APEC’s highly coveted Walker Redman Scholarship aims to support post-doctoral students in the United Kingdom by helping to fund travel to improve their knowledge and understanding of pre-eclampsia. Here, we highlight how the award is uspporting the research work of Dr. Alice Beardmore-Gray, one of our 2019 recipients.
Dr. Alice Beardmore-Gray is a specialist trainee in Obstetrics and Gynaecology from South London. She is currently undertaking her PhD in Global Women’s Health at King’s College London – the basis of which is the CRADLE-4 Trial which aims to establish whether planned early delivery in pre-eclampsia between 34 and 37 weeks can reduce adverse pregnancy outcomes in India and Zambia.
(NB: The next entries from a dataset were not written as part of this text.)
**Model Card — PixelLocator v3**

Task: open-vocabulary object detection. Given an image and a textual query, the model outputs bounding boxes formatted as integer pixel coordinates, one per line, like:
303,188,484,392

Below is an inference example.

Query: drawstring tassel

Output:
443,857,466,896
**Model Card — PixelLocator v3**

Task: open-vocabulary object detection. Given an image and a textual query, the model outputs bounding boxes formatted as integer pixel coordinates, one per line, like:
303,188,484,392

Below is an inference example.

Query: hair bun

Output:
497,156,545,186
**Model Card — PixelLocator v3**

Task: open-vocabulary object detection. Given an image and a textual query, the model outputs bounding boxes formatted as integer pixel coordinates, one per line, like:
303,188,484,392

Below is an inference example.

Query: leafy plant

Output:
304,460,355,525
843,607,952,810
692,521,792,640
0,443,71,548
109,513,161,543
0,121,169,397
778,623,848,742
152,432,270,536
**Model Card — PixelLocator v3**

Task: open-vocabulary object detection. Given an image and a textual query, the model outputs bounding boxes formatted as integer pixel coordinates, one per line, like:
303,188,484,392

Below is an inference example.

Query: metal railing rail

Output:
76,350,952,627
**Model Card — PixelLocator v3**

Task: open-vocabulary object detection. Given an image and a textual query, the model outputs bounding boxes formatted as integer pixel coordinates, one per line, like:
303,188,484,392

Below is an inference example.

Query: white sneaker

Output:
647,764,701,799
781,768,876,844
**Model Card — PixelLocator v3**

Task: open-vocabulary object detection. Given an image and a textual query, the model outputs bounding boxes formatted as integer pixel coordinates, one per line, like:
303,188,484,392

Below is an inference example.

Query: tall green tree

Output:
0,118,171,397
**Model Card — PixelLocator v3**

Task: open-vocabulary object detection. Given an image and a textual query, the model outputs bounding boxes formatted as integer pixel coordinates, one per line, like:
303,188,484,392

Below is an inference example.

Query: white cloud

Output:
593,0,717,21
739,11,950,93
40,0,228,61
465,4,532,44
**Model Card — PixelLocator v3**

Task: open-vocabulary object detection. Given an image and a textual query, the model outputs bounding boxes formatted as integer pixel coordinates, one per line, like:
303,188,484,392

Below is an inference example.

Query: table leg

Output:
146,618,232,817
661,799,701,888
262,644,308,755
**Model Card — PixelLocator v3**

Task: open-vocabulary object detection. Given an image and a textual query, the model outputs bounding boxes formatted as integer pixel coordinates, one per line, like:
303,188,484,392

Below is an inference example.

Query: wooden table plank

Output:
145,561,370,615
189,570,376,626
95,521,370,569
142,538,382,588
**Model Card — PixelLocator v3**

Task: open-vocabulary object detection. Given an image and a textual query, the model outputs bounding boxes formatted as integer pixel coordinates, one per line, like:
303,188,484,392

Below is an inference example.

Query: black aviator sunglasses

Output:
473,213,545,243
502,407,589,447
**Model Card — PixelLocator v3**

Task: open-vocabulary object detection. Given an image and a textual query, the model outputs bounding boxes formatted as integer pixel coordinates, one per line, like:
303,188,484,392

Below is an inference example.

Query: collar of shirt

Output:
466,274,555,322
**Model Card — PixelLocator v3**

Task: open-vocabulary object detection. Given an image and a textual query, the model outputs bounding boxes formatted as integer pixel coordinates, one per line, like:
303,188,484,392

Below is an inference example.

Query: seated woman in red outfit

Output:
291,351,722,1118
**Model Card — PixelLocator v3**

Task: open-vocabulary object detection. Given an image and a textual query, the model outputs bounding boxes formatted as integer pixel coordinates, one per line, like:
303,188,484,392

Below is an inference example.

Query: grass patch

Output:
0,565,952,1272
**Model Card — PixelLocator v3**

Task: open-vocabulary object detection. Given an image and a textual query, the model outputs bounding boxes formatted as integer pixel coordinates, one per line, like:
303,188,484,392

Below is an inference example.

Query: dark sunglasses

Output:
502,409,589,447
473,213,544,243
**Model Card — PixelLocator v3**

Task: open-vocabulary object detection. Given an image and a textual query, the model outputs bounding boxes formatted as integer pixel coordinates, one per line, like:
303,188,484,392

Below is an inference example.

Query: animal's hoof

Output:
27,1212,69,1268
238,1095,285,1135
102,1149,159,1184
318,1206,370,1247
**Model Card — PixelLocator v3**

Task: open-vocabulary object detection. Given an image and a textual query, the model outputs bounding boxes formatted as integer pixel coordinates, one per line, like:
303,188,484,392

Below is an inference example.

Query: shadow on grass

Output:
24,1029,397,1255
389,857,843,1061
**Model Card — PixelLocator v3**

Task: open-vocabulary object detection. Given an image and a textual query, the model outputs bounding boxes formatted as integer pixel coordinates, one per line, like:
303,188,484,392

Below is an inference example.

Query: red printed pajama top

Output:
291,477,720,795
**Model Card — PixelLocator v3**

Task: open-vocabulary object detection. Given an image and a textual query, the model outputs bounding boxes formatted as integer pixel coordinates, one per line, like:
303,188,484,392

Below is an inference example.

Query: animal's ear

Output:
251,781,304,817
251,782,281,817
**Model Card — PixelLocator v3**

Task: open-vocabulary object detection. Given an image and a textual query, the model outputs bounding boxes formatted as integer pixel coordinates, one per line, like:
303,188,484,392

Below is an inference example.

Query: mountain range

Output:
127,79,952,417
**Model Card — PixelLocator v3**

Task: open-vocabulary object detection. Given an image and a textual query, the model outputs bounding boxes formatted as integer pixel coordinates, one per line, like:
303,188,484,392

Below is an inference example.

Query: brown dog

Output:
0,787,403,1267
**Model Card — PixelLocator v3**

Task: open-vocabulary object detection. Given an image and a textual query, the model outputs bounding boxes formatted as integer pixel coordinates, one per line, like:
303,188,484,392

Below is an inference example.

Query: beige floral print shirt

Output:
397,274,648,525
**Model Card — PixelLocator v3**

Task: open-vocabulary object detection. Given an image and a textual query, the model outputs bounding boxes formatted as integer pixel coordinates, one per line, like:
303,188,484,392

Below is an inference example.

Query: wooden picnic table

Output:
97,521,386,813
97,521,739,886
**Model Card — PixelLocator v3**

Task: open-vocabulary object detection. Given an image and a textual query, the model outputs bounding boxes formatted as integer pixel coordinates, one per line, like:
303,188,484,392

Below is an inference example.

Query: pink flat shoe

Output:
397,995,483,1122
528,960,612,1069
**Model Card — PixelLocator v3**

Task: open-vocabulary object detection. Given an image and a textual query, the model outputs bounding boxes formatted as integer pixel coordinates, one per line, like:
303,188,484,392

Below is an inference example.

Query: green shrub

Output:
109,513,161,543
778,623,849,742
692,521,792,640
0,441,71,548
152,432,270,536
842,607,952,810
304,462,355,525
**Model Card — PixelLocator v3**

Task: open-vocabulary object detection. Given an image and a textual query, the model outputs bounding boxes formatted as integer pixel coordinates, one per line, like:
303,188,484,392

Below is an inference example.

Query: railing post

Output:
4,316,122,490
Translating research materials across different cultures and languages often results in a lack of comprehension among study participants, particularly in low and middle-income countries (LMIC) where low literacy rates may further impede understanding. In many languages, there is simply no word for ‘pre-eclampsia’. The overall aim of this project is to improve the quality of participant information provided to women participating in pre-eclampsia research in LMIC, including Zambia and other countries where KCL has ongoing collaborations. The specific objectives will be to:
The Walker Redman award, kindly provided by APEC, contributed towards the delivery of the ‘Lost in Translation’ Workshop. This event brought together researchers, clinicians, social scientists, language teachers and translators in Zambia to better understand the issues with translating research materials and develop a strategy for characterising the issues further and developing more appropriate informed consent tools.
Dr. Alice Beardmore-Gray has previously completed an NHS Improving Global Health Fellowship in South Africa, worked as a Research Associate in Adolescent health in Rwanda and volunteered with Street Child of Sierra Leone. Alice sees research as being a fundamental tool in bringing about long term change and in ending the 830 preventable maternal deaths that happen every day around the world.